SALT - Wednesday, 23 Iyar 5781 - May 5, 2021

  • Rav David Silverberg
            The Torah in Parashat Behar discusses the various laws that apply during yovel – the jubilee year – including the return of sold lands to their original owners.  After presenting this law, the Torah proceeds to establish that the return of lands during yovel affects their sale price during the other years.  Since the transaction is inherently temporary, the value of the property will depend on when during the yovel cycle the land is purchased.  The same property sold forty years before the jubilee will have greater value than it would ten years later, because the buyer will have ten fewer years in which to benefit from it.  The Torah commands in this context, “al tonu ish et achiv” (25:14) – that buyers and sellers must act fairly in setting prices.  The simple meaning of the verse is that it forbids those who sell land to charge reasonable prices that take into account the number of years remaining until the yovel.  However, the Gemara (Bava Metzia 51a) establishes that this prohibition – “ona’a” – applies also to the buyer, and thus just as a seller may not charge an unreasonably high price for his merchandise, a buyer may not pay an unreasonably low price.

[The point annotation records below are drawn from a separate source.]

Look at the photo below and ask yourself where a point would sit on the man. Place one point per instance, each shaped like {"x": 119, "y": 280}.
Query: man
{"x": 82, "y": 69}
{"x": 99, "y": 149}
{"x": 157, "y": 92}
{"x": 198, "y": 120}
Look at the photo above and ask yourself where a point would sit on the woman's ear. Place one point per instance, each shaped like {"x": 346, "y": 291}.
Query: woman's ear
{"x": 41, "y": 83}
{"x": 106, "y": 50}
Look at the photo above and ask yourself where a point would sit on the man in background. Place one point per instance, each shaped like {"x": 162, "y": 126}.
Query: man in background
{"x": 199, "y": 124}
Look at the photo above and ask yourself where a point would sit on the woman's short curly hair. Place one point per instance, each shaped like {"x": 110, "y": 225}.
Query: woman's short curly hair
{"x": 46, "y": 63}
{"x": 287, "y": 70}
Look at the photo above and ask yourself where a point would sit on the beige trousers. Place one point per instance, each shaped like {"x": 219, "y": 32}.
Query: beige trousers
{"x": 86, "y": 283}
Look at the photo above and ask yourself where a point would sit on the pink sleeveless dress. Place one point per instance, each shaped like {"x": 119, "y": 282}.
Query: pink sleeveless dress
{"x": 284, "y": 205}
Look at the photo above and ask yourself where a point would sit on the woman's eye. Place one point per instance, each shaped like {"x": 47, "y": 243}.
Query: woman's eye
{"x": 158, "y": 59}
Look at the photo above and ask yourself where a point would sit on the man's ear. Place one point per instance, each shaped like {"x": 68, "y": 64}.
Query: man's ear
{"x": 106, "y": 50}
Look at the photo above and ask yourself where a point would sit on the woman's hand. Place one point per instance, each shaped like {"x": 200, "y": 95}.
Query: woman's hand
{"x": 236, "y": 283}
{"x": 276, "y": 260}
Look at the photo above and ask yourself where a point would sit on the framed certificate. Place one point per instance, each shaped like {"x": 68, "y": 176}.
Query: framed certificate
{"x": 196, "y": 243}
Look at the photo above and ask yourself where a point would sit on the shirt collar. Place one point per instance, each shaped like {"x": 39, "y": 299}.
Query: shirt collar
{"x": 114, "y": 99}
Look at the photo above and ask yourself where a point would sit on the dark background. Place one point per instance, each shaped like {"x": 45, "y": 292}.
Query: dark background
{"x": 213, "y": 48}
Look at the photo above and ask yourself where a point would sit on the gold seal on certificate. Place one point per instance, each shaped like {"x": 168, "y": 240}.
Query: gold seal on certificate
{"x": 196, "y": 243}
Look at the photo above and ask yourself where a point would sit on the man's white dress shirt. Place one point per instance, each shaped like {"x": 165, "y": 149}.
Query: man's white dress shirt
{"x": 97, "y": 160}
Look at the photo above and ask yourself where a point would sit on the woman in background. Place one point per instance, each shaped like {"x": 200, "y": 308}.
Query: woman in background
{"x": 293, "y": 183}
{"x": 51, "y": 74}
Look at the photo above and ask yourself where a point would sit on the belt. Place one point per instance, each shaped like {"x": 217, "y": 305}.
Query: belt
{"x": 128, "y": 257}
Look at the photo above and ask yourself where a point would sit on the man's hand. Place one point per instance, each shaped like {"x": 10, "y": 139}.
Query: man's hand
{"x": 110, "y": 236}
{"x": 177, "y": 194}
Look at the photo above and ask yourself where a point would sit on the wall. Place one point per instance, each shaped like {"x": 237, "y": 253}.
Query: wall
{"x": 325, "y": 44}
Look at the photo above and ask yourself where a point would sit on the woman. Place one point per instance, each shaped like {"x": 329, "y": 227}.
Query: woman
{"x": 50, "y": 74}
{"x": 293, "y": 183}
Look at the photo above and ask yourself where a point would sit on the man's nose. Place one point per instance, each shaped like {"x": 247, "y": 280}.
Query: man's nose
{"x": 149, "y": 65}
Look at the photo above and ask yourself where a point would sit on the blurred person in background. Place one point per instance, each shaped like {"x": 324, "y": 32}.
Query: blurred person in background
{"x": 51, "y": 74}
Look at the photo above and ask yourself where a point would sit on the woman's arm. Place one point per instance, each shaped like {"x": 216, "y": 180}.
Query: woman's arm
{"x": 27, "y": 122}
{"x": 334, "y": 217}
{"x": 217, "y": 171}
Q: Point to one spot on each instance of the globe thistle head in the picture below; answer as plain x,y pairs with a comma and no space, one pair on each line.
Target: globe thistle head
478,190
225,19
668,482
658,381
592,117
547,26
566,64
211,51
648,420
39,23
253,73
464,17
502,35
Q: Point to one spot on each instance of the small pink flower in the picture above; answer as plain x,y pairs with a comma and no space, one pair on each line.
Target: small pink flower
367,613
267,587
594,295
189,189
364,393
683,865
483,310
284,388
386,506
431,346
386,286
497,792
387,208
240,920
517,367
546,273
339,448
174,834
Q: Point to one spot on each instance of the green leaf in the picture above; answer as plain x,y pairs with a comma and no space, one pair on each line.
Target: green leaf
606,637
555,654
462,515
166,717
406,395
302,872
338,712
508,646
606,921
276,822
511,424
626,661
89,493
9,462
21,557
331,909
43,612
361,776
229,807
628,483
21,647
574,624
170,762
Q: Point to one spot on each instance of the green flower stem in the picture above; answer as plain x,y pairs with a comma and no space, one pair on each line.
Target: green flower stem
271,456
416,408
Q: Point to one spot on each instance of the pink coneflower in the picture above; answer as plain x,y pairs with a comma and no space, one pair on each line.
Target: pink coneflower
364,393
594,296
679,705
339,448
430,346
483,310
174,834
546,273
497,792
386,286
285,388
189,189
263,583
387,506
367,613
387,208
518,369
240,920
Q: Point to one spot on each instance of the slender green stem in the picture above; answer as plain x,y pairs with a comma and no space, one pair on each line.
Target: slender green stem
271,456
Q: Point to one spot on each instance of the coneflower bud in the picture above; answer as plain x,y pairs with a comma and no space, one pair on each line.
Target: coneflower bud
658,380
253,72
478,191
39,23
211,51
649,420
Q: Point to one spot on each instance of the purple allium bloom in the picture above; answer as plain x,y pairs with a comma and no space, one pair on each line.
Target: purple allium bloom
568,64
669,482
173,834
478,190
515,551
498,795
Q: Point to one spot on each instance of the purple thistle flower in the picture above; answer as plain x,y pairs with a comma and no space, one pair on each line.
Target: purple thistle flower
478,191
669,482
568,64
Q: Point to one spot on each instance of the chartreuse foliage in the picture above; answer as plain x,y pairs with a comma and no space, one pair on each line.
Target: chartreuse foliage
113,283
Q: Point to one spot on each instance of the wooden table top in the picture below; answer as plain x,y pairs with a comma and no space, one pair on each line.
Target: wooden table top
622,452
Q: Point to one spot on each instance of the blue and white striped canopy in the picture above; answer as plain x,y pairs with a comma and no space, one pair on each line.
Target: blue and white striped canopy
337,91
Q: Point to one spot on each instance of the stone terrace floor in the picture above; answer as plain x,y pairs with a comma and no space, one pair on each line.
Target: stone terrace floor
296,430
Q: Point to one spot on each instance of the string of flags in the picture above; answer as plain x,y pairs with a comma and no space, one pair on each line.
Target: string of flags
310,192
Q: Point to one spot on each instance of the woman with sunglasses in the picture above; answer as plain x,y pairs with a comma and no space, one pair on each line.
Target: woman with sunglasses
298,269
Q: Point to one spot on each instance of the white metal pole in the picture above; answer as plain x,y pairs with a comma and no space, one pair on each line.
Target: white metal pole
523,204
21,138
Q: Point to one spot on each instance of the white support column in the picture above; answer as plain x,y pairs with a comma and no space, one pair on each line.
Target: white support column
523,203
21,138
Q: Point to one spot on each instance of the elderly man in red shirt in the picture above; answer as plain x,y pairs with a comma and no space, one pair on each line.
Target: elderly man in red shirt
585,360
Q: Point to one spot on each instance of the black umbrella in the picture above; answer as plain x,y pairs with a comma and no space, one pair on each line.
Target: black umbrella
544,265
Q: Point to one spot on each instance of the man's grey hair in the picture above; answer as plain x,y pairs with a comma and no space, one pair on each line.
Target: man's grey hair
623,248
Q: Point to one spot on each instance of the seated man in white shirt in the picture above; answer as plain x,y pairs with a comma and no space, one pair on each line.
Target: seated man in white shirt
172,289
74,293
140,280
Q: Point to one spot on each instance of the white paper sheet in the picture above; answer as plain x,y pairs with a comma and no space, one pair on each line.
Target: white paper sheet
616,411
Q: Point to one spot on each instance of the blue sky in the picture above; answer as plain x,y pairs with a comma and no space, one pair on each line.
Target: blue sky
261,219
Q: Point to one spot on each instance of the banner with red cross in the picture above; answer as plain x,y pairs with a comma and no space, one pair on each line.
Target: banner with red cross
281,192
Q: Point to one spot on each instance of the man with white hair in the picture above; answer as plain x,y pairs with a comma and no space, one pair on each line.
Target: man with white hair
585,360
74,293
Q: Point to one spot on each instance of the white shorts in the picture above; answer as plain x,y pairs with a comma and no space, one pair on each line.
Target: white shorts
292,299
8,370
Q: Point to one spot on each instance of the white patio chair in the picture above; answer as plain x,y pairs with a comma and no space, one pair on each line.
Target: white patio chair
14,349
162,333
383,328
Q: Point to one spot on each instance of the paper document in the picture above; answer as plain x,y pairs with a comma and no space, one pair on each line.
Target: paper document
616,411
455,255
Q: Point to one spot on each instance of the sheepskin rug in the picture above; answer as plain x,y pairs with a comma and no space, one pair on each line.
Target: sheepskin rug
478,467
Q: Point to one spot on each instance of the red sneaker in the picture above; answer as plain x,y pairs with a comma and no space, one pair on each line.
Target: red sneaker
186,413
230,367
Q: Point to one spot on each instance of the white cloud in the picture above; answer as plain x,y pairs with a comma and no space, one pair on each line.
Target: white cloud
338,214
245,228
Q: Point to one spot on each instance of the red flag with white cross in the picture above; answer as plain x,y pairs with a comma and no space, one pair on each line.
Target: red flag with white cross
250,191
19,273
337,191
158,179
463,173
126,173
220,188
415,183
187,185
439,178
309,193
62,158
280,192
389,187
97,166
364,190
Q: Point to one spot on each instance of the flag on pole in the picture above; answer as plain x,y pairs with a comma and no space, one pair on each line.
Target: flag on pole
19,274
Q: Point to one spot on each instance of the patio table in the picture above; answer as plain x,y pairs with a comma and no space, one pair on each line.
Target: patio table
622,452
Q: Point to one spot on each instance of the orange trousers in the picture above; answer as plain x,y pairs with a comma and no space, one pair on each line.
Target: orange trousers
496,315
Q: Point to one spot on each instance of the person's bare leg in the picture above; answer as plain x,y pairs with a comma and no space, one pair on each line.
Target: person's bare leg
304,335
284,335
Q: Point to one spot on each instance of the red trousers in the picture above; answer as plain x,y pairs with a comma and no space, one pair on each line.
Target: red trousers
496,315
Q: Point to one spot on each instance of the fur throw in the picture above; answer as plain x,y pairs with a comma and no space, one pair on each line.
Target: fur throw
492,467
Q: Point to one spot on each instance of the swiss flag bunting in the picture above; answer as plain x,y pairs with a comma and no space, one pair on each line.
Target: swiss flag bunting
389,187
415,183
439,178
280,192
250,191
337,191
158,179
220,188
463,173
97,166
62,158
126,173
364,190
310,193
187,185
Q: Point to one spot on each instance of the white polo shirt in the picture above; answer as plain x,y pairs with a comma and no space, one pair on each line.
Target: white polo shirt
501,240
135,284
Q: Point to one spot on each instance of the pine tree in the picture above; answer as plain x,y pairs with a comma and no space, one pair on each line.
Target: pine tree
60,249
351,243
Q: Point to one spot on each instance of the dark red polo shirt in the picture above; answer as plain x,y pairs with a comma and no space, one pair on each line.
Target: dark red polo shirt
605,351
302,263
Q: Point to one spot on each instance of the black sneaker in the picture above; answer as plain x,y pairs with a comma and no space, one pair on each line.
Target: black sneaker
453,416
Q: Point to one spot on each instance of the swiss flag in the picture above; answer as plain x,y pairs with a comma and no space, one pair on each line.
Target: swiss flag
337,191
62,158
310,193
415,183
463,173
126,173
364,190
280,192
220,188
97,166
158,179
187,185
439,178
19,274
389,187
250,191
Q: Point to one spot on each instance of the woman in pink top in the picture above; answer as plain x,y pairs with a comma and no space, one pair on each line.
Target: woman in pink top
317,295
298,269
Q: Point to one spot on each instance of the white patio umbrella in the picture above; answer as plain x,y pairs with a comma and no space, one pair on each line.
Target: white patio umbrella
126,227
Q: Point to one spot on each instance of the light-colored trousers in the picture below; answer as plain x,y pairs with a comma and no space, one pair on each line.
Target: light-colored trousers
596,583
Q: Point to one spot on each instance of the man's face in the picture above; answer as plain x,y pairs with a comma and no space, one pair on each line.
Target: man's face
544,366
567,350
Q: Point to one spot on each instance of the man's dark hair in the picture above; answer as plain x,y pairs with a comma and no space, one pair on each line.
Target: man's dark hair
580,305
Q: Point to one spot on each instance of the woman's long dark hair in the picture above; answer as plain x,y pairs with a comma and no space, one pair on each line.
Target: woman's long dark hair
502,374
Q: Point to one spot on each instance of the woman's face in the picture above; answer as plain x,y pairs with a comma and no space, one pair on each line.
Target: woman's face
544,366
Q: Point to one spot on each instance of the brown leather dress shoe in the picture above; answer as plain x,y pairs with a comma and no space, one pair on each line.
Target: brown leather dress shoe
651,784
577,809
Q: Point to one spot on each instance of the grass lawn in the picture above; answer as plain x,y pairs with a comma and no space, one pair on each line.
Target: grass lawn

            While the technical prohibition of ona’a relates to fairness in the marketplace, warning buyers and sellers not to take advantage of the other party’s limited knowledge of the merchandise’s value, we might also point to a broader concept underlying this law.  Just as we must not deceive others by overpricing merchandise, likewise, we must avoid deceiving ourselves by overvaluing and overpaying for the many different kinds of “merchandise” available to us in this world.  Each day of our lives, we have decisions to make about how much time, effort and money to invest in different things.  We need to choose which material possessions to acquire, and how much we are prepared to pay for each.  We need to choose which relationships to invest in, and how much to invest in them.  And we need to choose which activities we wish to invest in, and how much of an investment to make.  The prohibition of ona’a warns that people are prone to being misled into paying unreasonably high prices for cheap property.  Just as a large, high-quality field outwardly appears valuable, but the imminent onset of yovel lowers its true value, likewise, many things in life seem very valuable, and worth a considerable investment, but in truth, they offer us minimal benefit.  We must therefore ensure not to “sell” ourselves “property” at an unreasonably high cost, not to “pay” more than we should for possessions and pursuits that offer us limited value.
            As mentioned, the prohibition of ona’a also forbids buyers from paying an unfairly low price for merchandise.  If we want to acquire something truly valuable, we must be prepared to pay for it in full.  Just as we must avoid the mistake of investing too much in things which offer little value, so must we avoid the mistake of investing too little in things which, if we pay the proper “price,” offer us great benefits.  When it comes to that which has true, eternal value, we must be willing and prepared to make a considerable investment.  The command of ona’a alerts us to the need to carefully determine the true value of all the available “merchandise” in the world, so we avoid paying too much for things that offer us little, and paying too little for things which are truly precious.